Tracking down and mapping out all the public health effects of a single policy is a complex process with a clear benefit: Health impact analysis would give elected officials a new perspective on how the choices they make shape the lives of the people they represent. That new perspective would be a major improvement to the way Ohio’s laws are made and enforced, since some of our elected officials are unduly influenced by corporate donors and their well-paid lobbyists.

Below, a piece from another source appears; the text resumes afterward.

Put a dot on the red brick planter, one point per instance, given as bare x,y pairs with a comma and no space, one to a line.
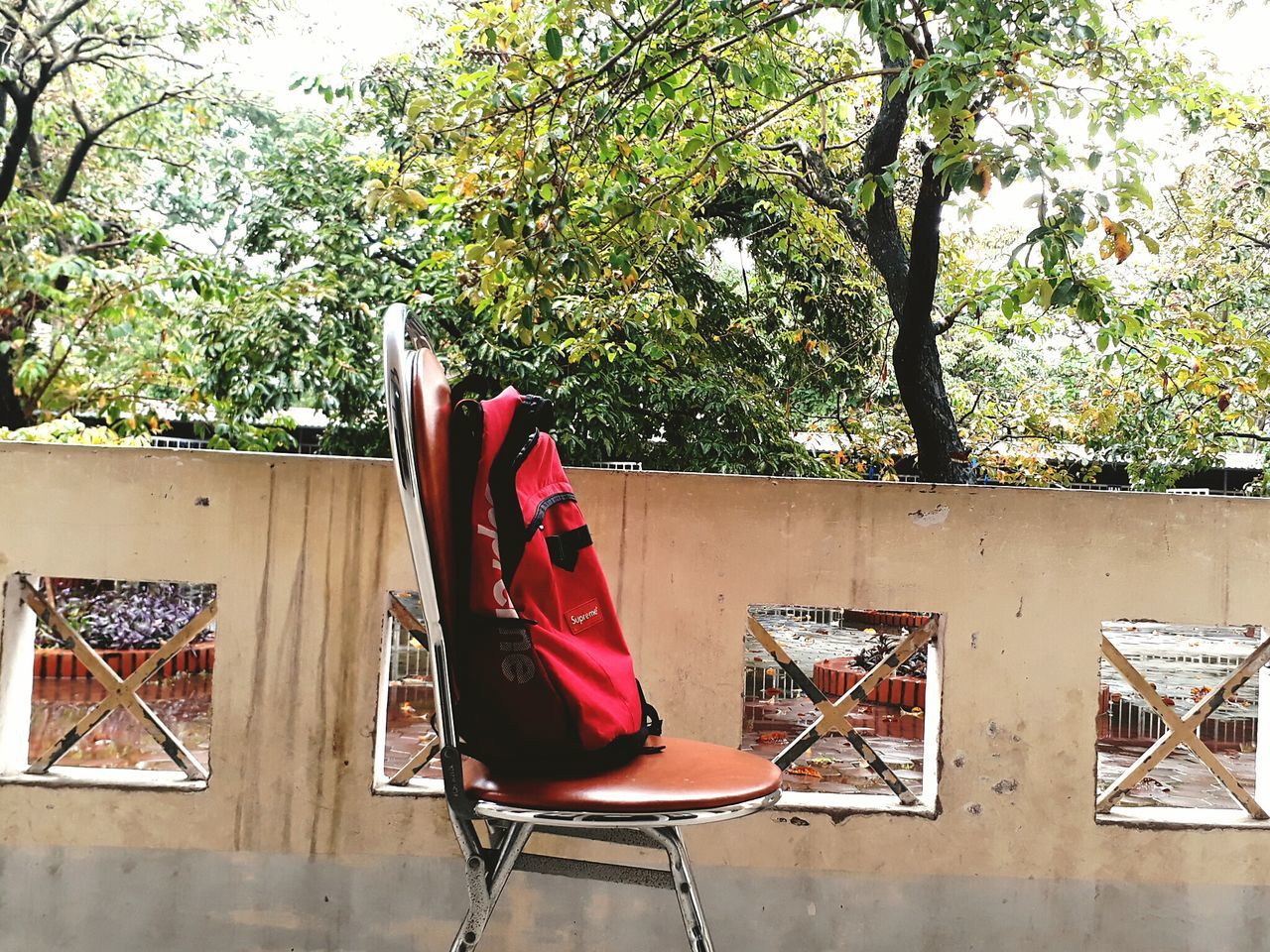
889,620
60,662
837,675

The results are what you’d expect, and what has plagued Ohioans for years: Tax laws that feed insatiable corporations at the expense of public goods that improve public health. Sometimes our leaders write their allegiance to corporations directly into law. For example, under former Gov. John Kasich, Ohio formally established an office (now headed by Lt. Gov. Jon Husted) whose stated mission is to evaluate state government rules for their impact on business. There is no analogous office for evaluating their impact on, for instance, Black maternal mortality rates, or any other health outcomes.
When we craft policy to suit the demands of corporations, we get laws that serve corporate interests. If we gave as much consideration to health impacts, we’d have policies that help people live healthier lives. Recent reporting in the Columbus Dispatch highlights the disparity: The panels that wrote Ohio’s reopening guidelines were controlled by entrepreneurs, with medical experts taking a back seat. (The Ohio Capital Journal’s Tyler Buchanan reported in May on workers getting shut out of the reopening process and the prominent role business leaders were taking above all others.) The consequences for public health are ongoing. The number of deaths in Ohio due to COVID-19 is above 2,900.
The connections between public policy and public health aren’t always intuitive; they require careful attention to the causal chain — the effects that cause other effects, and so on until they impact us at our most basic level: our bodies. An anti-poverty program can help more newborns survive infancy. Better public transit means more kids can ride bikes till the streetlights come on without the agony of asthma. Smarter sentencing for drug-related convictions can reduce the toxic stress that causes heart disease so more moms live long enough to be grandmas.
Every day our leaders make choices whose effects ripple on for years afterward, in our air and water, our hospitals and homes. Legislators need to consider those long-term effects, and that requires in-depth objective research. Policy Matters Ohio has produced two examples of the type of health impact analysis our leaders should use. With a methodology developed by The Pew Charitable Trusts, we created a pair of Health Notes: concise but detailed descriptions of peer-reviewed research on the potential health effects of a bill under consideration.
Our most recent Health Note examined some of the potential health impacts of two bills: Senate Bill 3 and House Bill 1. If passed, the bills would help people access addiction treatment, rather than sending them to prison. At a time when Ohio’s prisons are dramatically overcrowded and COVID-19 kills people in prison at 10 times the rate it kills people on the outside, some of the health benefits of incarcerating fewer people are obvious: Less overcrowding makes social distancing more possible, slowing the spread of the disease to incarcerated people, prison staff, and the families they come home to.
Other health benefits come further down the line: Fewer people in prison means fewer people suffering the health consequences of incarceration. We found strong evidence to indicate that incarceration causes both acute and chronic stress, even well beyond release. Chronic stress strains the cardiovascular and immune systems, increasing risk of heart attack and susceptibility to infectious diseases.
Further still, by increasing opportunities for record-sealing, these bills would eliminate some barriers to employment, giving people a better shot at building themselves back up with meaningful work. This helps them avoid poverty, consequent chronic stress, and the associated increased health risks.
That’s the kind of long-term thinking we need our leaders to use when they consider the health impacts of their decisions. By making health impact analysis a standard part of their decision-making, our leaders can build public health considerations into the processes of governing, just as some of them have done with corporate interests.